Search code examples
sortingstatatabulate

Sorting a collaborative database


I'm working through a database with several repeated IDs entries and unique information per row as such

ID country
A1 AT
A1 BE
A2 CZ
A3 US
A3 UK
A4 NZ

The same ID and different country implies there was collaboration between two different entities in this project.

How can I treat the dataset to tabulate collaborations? I would like to obtain

   AT BE CZ NZ US UK
AT    1
BE 1
CZ       
NZ             1  1
US           1    1  
UK           1 1


Preferably I could have the option to remove duplicates to get

   AT BE CZ NZ US UK
AT    1
BE 
CZ       
NZ             1  1
US           
UK           

and somehow get a variable to produce 'summarize'.

Thank you in advance (I can't get access to Stata Forum due to a firewall)

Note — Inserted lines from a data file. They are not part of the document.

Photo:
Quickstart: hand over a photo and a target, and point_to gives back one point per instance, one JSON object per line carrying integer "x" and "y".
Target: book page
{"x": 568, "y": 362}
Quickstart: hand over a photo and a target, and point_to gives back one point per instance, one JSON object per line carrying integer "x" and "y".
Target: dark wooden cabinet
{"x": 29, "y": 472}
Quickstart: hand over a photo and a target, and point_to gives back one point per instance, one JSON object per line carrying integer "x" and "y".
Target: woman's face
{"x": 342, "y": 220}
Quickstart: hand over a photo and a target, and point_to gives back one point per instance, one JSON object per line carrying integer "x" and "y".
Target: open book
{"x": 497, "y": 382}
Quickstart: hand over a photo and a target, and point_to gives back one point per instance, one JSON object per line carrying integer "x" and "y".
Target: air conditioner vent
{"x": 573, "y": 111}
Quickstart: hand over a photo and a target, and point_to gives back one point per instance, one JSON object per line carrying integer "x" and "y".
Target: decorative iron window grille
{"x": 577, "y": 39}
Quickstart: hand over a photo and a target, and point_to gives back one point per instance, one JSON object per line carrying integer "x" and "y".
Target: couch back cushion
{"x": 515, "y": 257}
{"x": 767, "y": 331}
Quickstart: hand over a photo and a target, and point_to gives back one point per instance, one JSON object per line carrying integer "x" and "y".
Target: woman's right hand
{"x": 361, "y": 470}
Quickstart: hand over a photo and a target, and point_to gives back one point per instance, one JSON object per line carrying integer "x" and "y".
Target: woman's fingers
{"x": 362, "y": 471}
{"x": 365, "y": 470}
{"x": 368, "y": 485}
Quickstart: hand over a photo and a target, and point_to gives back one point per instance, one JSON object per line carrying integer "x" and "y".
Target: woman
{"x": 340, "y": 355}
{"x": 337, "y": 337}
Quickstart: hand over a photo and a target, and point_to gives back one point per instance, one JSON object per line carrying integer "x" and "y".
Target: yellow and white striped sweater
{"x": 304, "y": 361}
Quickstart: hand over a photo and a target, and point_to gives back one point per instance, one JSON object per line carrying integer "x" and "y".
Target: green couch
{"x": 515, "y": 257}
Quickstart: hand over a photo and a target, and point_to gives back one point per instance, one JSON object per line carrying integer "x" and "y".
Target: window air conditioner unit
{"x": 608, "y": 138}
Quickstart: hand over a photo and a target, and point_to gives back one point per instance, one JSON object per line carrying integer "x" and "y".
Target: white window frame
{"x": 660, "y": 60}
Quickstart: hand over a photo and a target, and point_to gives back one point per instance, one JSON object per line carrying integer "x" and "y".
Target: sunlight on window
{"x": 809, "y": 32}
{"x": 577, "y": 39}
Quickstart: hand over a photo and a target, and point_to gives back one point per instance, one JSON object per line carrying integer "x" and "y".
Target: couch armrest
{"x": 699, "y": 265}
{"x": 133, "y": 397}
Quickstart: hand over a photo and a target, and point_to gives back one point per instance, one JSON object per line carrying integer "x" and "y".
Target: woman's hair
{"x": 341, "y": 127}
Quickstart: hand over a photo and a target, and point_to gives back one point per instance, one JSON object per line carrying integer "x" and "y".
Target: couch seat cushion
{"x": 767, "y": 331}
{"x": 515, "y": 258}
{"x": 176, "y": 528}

I tried creating variables that identify multi-country IDs and another that reads the country when it is the second or third linked to the same ID

ID country var 1 var 2
A1 AT 1
A1 BE 2
A2 CZ
A3 US 1
A3 UK 2
A4 NZ 3

Solution

  • Here is a solution:

    clear
    input str2(id country)
    "A1" "AT"
    "A1" "BE"
    "A2" "CZ"
    "A3" "US"
    "A3" "UK"
    "A4" "NZ"
    "A4" "US"
    end
    
    * Get locals with all country abbreviation and the number of countries
    levelsof country, local(countries)
    local num_countries : list sizeof countries
    
    * Collapse each project to one row where the last row has all abbreviations 
    * of countries in that project. Keep only the last row for each project
    sort id country
    replace country = country[_n-1] + " " + country if id[_n-1] == id
    by id : keep if _n == _N
    
    * Get a local with all combination of collaborations
    levelsof country, local(combos)
    
    * Loop over each country
    foreach country of local countries {
        
        * For each country get a list of collaborations that country is part of
        foreach combo of local combos {
            if strpos("`combo'","`country'") {
                local `country'_colab "``country'_colab' `combo'"
            }        
        }
        
        *Remove duplicates from list
        local `country'_colab : list uniq `country'_colab
        *Remove the country itself from that country's list
        local `country'_colab = subinstr("``country'_colab'","`country'","",.)
        *Remove all excessive spaces for no other reason than neatness
        local `country'_colab = trim(itrim("``country'_colab'"))
        
        *Display all collaborations
        di "Country `country' collaborats with countries: ``country'_colab'"
    }
    
    * Clear the original data and create a new data set with one obs per country
    clear
    set obs `num_countries'
    
    * Create one row and row column for each country. 
    * Set the default to 0 for no collaboration
    gen country = ""
    local row = 1
    foreach country of local countries {
        gen `country' = 0
        replace country = "`country'" if _n == `row++'
    }
    
    * Go over the list of collaborations for each country and set value to 1
    * where the row and column country collaborates
    foreach country of local countries {
        foreach colab of local `country'_colab {
            replace `colab' = 1 if country == "`country'"
        }
    }
    

    I have not cleared duplicates as you suggested as a preference as I think you get an ambivalent data set as it is not clear for which country you should drop a row and for which you should drop a column.